Other special considerations - Do you want to optimize your efforts for any special conditions such as code speed or size? Are there any special considerations that must be taken into account for your execution environment? Keep in mind your goals for the project and make sure you aren't working against them with whatever design choice you make.
In his book Code Complete, Steve McConnell decrees that a function should never have more than 7 arguments, and rarely even that many. He presents compelling arguments - that I can't cite from memory, alas.
Clean Code, more recently, advocates even fewer arguments.
So unless the number of things to pass is really small, they should be passed in an enveloping structure. If they're homogenous, an array. If not, then a reasonably lightweight object should be built for the purpose.
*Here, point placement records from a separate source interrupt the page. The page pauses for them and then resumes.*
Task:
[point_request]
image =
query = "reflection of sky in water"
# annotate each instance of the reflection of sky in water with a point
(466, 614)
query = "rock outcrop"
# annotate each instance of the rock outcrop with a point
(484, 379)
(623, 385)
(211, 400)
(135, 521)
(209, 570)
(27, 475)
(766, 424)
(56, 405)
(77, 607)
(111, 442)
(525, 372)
You should do neither. Just add the parameter and change all callers to supply the proper default value. The reason is that parameters with default values can only be at the end, and will not be able to add any more required parameters anywhere in the parameters list, without having a risk of misinterpretation.
These are the critical steps to disaster:
1. add one or two parameters with defaults
2. some callers will supply it, and some will rely on defaults.
[half a year passed]
3. add a required parameter (before them)
4. change all callers to accept the required parameter
5. get a phone call, or other event which will make you forget to change one of the instances in part#2
6. now your program compiles perfectly, but is invalid.
Unfortunately, in function call semantics we usually don't have a chance to say, by name, which value goes where.
Array is also not a proper solution. Array should be used as a connection of similar objects, upon which there's a uniform activity performed. As they say here, if it's worth refactoring, it's worth refactoring now.